Justices skeptical of Trump demand to delete undocumented from census
Undocumented immigrants contribute $1 trillion in GDP and $20 billion in federal taxes. 80% are essential workers. One in four are homeowners and pay property taxes. Yet the Trump administration wants to exclude them from the U.S. Census, which determines congressional seat allocations, social service spending, and more. In this June 27, 2019, file photo, demonstrators gather at the Supreme Court in opposition to anti-immigrant census measures proposed by Trump. | J. Scott Applewhite / AP

WASHINGTON—In almost the last gasp of his racist anti-immigrant campaign during his Oval Office tenure, Donald Trump asked the U.S. Supreme Court on Nov. 30 not to count everyone in the U.S. Census by excluding undocumented people. His demand drew skepticism from the justices.

The census case is important, and not just to undocumented people. Demographers estimate that if they were omitted, states with high numbers of immigrants, both documented and undocumented—especially New York, California, Florida, Texas, and Illinois—would lose counted people and therefore representation in Congress.

And those losses in turn would cost those entire states federal funds, in addition to U.S. House seats and clout in the Electoral College. In states and cities, the losses would cost people of color political influence in legislatures and city councils and the ability to advocate for their communities.

Failure to include the undocumented in the census would worsen the already existing discrimination against large population states that is built into the U.S. constitution which apportions the same number (two) senators to low population states like Wyoming and high population states like California.

As noted in one amicus (friend of the court) brief, “undocumented immigrants contribute $1 trillion in GDP and $20 billion in federal taxes yearly. Eighty percent are essential workers. One in  four are homeowners and pay property taxes.”

“They’re our neighbors, our coworkers, and our family members. They are usual residents” of the U.S. “under any plausible definition of that term.”

Many lawmakers see the attempt to cut out undocumented people as just another attempt to disenfranchise voters in general.

“Since taking the oath, Trump made the disenfranchisement of voters a core tenet of his presidency,” said Rep. Jesus “Chuy” Garcia, D-Chicago.
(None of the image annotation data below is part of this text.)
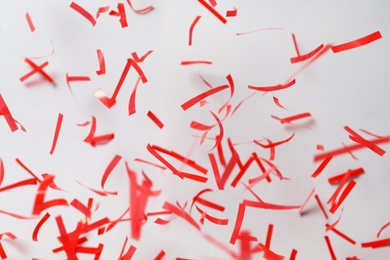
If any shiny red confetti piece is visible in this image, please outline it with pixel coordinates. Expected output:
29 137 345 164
198 0 227 24
311 156 333 178
50 113 64 154
32 174 68 215
265 224 274 248
154 250 165 260
163 201 200 231
271 112 311 124
328 168 364 184
299 188 315 215
127 0 154 14
96 49 106 76
26 12 35 32
147 111 164 129
188 15 201 46
272 97 288 110
95 6 110 19
344 126 386 156
226 7 237 17
32 212 50 242
20 58 55 85
314 194 328 219
248 79 295 92
324 236 337 260
290 44 324 63
181 85 229 111
329 180 356 214
100 155 122 190
70 2 96 26
314 136 390 162
332 31 382 53
289 249 298 260
95 59 148 108
180 60 213 66
376 222 390 238
131 50 153 63
0 232 17 259
361 238 390 248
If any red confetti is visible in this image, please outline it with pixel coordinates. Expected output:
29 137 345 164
50 113 64 154
188 15 201 46
96 49 106 76
26 12 35 32
147 111 164 129
198 0 227 24
332 31 382 53
70 2 96 26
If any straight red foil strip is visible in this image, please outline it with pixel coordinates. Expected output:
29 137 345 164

“From efforts to scare immigrants from participating by including a citizenship question to ending the census timeline early, Trump has done everything in his power to deprive underrepresented communities of political representation.”

Demographers estimate New York City (1.15 million), Los Angeles (one million), Houston (575,000), Dallas-Fort Worth (450,000), Miami (450,000), and Chicago (425,000) house the largest numbers of undocumented people—those who would directly lose under Trump’s edict.

The justices who made skeptical remarks focused on the constitutional provision that mandates “counting the whole number of persons in each state,” with no exceptions, concentrated on the legality, or lack of it, of Trump’s order.

The census count of everyone “started in 1820, you know, and they’ve always counted people who were here and not naturalized,” Justice Stephen Breyer told Trump’s Justice Department lawyer, acting U.S. Solicitor General Jeffrey Wall.

“This has never happened before that you excluded illegal aliens (sic), and it has a lot of negative effects on the states. You know all those arguments. And I think they’re fairly strong ones,” he added.

“They’re persons, aren’t they?” Breyer asked. Wall had trouble answering.

Even Trump’s newest appointee, Justice Amy Coney Barrett, whom the GOP Senate majority rushed onto the court days before the 2010 election, was dubious. She too told Wall the census counted everyone, just as the constitution orders.

Women and Black people were counted even during the many years that the law did not allow them to vote. People out of compliance with all kinds of laws, not just immigration laws, were also always counted.

Wall admitted that. He also told Trump-named Justice Neil Gorsuch “this is the best argument on the other side.” He also admitted, to Justice Samuel Alito, that “it is unlikely the [Census] Bureau will be able to identify all, or substantially all, illegal aliens” in the U.S. and split them out to ban.

That split-out order went from Trump to his Commerce Secretary, Wilbur Ross, whose department includes the Census Bureau. Wall said Ross would then send Trump two sets of figures: One counting everybody, as the U.S. Constitution requires, and the other omitting the estimated 10.5 million-11 million undocumented people, as Trump ordered.

But Wall admitted, after a phone conversation with top Census officials just before the Nov. 30 Supreme Court hearing, that a split-out would be difficult and may be impossible. Pushed by Gorsuch about when those separate figures could be provided, and how accurate they would be, Wall replied: “I wish I could provide the court with more certainty. I can’t.”

New York State Solicitor General Barbara Underwood asked the justices to make permanent lower court orders banning Trump’s split-out of undocumented people. She argued a straightforward case, based on the Constitution. Her coalition of California, New York City and state, Chicago, Los Angeles, Houston, and other states and cities challenged Trump’s edict against counting everyone.

“The Constitution and the laws require seats in the (U.S.) House be apportioned to the number of persons in each state,” Underwood declared. Trump’s “new policy of refusing to count people who are not in a lawful immigration status is flatly inconsistent with that command.”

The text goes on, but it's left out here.